Aber das hieß nicht, dass es unmöglich war, sich dagegen zu wehren oder auch nur nicht mitzumachen. Mein Urgroßvater ist im ersten Weltkrieg desertiert, im zweiten hat er sich dem Widerstand angeschlossen, im Jahr 1942 kam er dafür ins KZ Buchenwald. Er starb wenige Jahre nach dem Krieg an den Folgen der dort erlittenen Misshandlungen. Er hinterließ eine Frau und vier Kinder. (Die übrigens in der Nazizeit schwerste Repressalien durchlitten!)
Und unabhängig davon geht es ja auch nicht nur um die Frage, ob die Mitläufer des Naziregimes damals hätten Widerstandskämpfer werden sollen oder nicht. Es geht auch darum, wie die Deutschen mit ihrem Erbe umgingen.

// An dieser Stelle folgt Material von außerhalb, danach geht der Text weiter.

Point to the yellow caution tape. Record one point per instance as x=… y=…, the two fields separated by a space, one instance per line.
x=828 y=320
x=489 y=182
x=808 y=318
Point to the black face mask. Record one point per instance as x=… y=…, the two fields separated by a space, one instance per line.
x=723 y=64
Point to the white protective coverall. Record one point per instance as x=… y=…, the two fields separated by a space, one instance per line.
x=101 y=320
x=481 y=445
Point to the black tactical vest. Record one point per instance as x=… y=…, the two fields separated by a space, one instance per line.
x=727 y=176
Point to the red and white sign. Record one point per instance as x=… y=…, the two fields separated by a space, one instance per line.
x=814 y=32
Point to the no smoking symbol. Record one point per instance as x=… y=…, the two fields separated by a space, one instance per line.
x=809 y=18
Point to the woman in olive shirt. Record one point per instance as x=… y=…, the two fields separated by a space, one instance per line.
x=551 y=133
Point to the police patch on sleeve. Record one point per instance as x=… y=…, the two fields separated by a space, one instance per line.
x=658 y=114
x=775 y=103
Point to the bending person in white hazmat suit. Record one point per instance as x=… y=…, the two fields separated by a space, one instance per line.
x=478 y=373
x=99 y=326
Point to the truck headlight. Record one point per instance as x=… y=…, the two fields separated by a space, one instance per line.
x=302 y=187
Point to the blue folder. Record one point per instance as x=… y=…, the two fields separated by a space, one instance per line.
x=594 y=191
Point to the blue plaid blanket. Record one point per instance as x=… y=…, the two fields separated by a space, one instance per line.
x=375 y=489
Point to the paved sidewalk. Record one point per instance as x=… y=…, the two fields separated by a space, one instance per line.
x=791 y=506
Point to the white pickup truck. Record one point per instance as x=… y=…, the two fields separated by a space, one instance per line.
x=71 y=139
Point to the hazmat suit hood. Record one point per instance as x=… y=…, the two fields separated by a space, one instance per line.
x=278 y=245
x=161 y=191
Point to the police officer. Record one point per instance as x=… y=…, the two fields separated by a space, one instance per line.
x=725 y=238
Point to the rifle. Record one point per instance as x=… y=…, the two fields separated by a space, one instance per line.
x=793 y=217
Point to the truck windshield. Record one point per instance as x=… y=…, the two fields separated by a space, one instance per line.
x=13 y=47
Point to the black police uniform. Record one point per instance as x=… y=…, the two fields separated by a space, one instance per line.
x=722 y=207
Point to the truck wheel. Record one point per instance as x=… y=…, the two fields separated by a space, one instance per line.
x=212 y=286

Erst im Jahr 2009 (!) wurden die letzten Widerstandskämpfer vom Bundestag rehabilitiert. Bis dahin galten Leute, die gegen das Naziregime gearbeitet haben, als Verbrecher, und die, die die Naziverbrechen unterstützt haben, waren Helden!?
Auch ein Helmut Schmidt hätte da mehr Sühne zeigen können und mehr zur Aufarbeitung beitragen können. Diese Haltung "wir konnten ja nicht anders, war damals halt so" ist schon sehr selbstgerecht. Denn spätestens nach '45 konnte man anders, ohne das es gefährlich für einen wurde, wollte aber trotzdem nicht.
Und ja, auch das gehört zu Helmut Schmidt.
Deswegen finde ich diesen Hype und diese Quasiheiligsprechung einfach völlig daneben.